National’s leader Christopher Luxon has rejected climate criticisms over his transport policy, but says the transport agency should focus on convenience of movement.
He said the party was committed to the net-zero 2050 goal, but when questioned on Wednesday said transport officials’ focus should be on “improving convenience for people moving around our country”.
The Government’s Emissions Reduction Plan released in May 2022 set a target of reducing transport emissions by 41% by 2035. It is cited by both Waka Kotahi and the Ministry of Transport, as part of the latter’s Decarbonising Transport Action Plan 2022-2025.
Luxon was asked if he was committed to those targets.
“I am, I’m committed to our climate goals — the means by which we deliver that will be different from this government,” he told RNZ’s Morning Report. “But I also don’t believe that the sole goal of Waka Kotahi should be about climate.”
National released its $24.8 billion 10-year transport policy earlier this week, including more roads and the scrapping of the Let’s Get Wellington Moving programme, in addition to its prior promise to scrap Auckland’s light rail too. A major component would be using private capital investment, possibly from offshore, but Labour said National’s costings appeared to come up billions of dollars short.
“Our priority is to make sure that New Zealanders can get their products to markets and make sure they can connect with each other in a much better way, and our roading network and our core infrastructure is really degraded,” Luxon said.
“And so what we’re saying here is look, here’s 13 roads, here’s four public transport projects that are going to be really important for New Zealand’s success into the future. That’s why the public transport options are really important, you know, the three projects.
“My focus for… Waka Kotahi will actually be to make sure they improve actually people’s ability to [get around] and they can actually remove congestion, they can actually get people moving around this country… We are going to need roads going forward. There’s no doubt about it. We can have great roads and we can also deliver on our climate goals.”
Luxon said getting more people into electric vehicles (EVs) would help bring down emissions, signalling the party’s election policy on EVs was yet to come, but part of the solution was to double renewable electricity generation. National has also promised to scrap the Clean Car Discount subsidy to encourage people to choose EVs over dirtier vehicles.
“But irrespective of that, we need to build out a modern, reliable set of infrastructure in New Zealand. And we’ve managed infrastructure really poorly in the country over a number of decades.
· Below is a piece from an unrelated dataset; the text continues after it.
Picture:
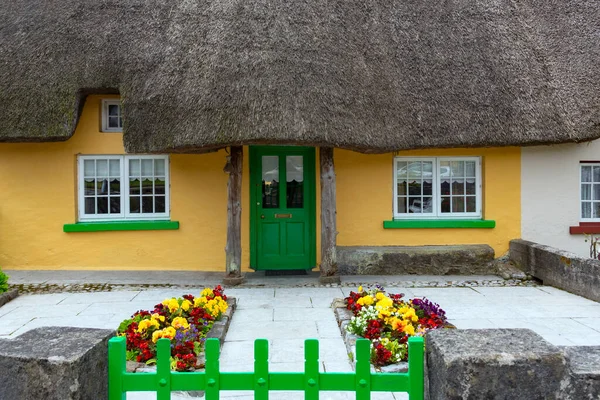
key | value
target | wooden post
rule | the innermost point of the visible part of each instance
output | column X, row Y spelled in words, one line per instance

And what I want us to have is a longer-term vision about what we’re trying to achieve and actually then lay up the projects, so we’ve got some certainty for the next 30 years in the pipeline.”
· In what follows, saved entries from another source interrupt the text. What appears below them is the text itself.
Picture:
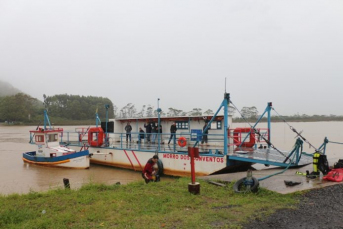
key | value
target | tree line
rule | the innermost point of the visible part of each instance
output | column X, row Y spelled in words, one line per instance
column 23, row 108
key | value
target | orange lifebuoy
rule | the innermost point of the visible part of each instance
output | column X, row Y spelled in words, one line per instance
column 96, row 136
column 182, row 142
column 237, row 137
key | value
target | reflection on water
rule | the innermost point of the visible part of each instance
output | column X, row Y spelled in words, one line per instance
column 19, row 177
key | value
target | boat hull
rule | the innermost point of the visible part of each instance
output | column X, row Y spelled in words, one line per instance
column 176, row 163
column 78, row 160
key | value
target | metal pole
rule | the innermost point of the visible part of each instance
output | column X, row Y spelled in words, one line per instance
column 225, row 104
column 158, row 124
column 269, row 122
column 106, row 106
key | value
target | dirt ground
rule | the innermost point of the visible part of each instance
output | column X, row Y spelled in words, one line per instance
column 318, row 208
Luxon rebuffed criticism that focusing on roads over other options would do little if anything to help reduce emissions — particularly with only 1.3% of New Zealand’s vehicle fleet electric at present.
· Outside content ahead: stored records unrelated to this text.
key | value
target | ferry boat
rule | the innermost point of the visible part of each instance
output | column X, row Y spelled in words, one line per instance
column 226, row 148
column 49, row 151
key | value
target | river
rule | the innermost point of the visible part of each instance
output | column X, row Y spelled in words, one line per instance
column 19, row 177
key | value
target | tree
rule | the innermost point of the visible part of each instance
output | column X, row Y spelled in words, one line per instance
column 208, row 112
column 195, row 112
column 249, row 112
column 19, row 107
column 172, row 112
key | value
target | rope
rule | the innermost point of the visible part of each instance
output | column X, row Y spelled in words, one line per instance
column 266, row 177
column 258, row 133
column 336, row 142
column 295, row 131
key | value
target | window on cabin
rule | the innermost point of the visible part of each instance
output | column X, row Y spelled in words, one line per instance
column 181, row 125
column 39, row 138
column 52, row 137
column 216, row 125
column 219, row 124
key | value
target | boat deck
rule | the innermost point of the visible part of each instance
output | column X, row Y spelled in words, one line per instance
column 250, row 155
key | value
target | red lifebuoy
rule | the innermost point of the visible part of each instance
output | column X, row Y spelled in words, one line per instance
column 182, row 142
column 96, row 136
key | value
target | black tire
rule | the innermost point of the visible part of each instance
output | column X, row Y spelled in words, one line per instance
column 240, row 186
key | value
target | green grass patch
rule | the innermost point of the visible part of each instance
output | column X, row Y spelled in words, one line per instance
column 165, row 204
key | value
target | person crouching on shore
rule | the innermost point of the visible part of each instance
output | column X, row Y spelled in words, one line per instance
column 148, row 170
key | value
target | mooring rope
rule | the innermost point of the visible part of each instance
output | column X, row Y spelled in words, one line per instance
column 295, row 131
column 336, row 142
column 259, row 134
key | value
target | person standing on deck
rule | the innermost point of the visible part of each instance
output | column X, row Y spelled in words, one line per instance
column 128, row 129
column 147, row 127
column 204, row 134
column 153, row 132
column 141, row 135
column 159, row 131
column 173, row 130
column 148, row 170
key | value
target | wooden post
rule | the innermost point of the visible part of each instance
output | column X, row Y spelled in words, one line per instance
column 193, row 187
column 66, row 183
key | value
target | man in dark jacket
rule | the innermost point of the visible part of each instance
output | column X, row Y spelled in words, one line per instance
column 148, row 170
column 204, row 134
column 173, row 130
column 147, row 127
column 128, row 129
“The two things are not mutually exclusive, right?” Luxon said. “I mean, if you look at the top five countries with the highest-quality roads, they’ve seen a fall in their emissions over a number of decades now.
“If you’re looking about Netherlands or Switzerland or Hong Kong, Japan, Singapore, you know, those kinds of places, they can have both and, you know, we are totally committed to net zero 2050 goals — no doubt about it.
“Whether frankly you’re in an EV or a hydrogen-powered truck, we’re gonna need high quality roads and great modern, reliable infrastructure.”
Luxon did not rule out giving the transport portfolio to ACT in a potential coalition. Recent polls have had the two right-leaning parties in a position to form the next government, though it has been extremely tight.
Chance of coalition with New Zealand First
If National or ACT lose some support during the election campaign, they may find themselves relying on New Zealand First if they want to change the government. Luxon — who has criticised Labour, the Greens and Te Pati Māori as a “coalition of chaos” — refused to rule this out.
“Look, New Zealand First aren’t in Parliament. Most of the polls I’ve seen show them well below the threshold of getting to Parliament. It hasn’t really been a focus of mine.
“To be honest, you know, what I’m focused on is making sure we build the party vote for National. That’s the way you change the government, but you get a strong, stable government on the other side.”
New Zealand First leader Winston Peters has ruled out working with Labour again. The past two times the party has been in a position to choose the government, he has gone with Labour — under Helen Clark and Jacinda Ardern.
Peters recently refused to rule out working with National, if given the chance.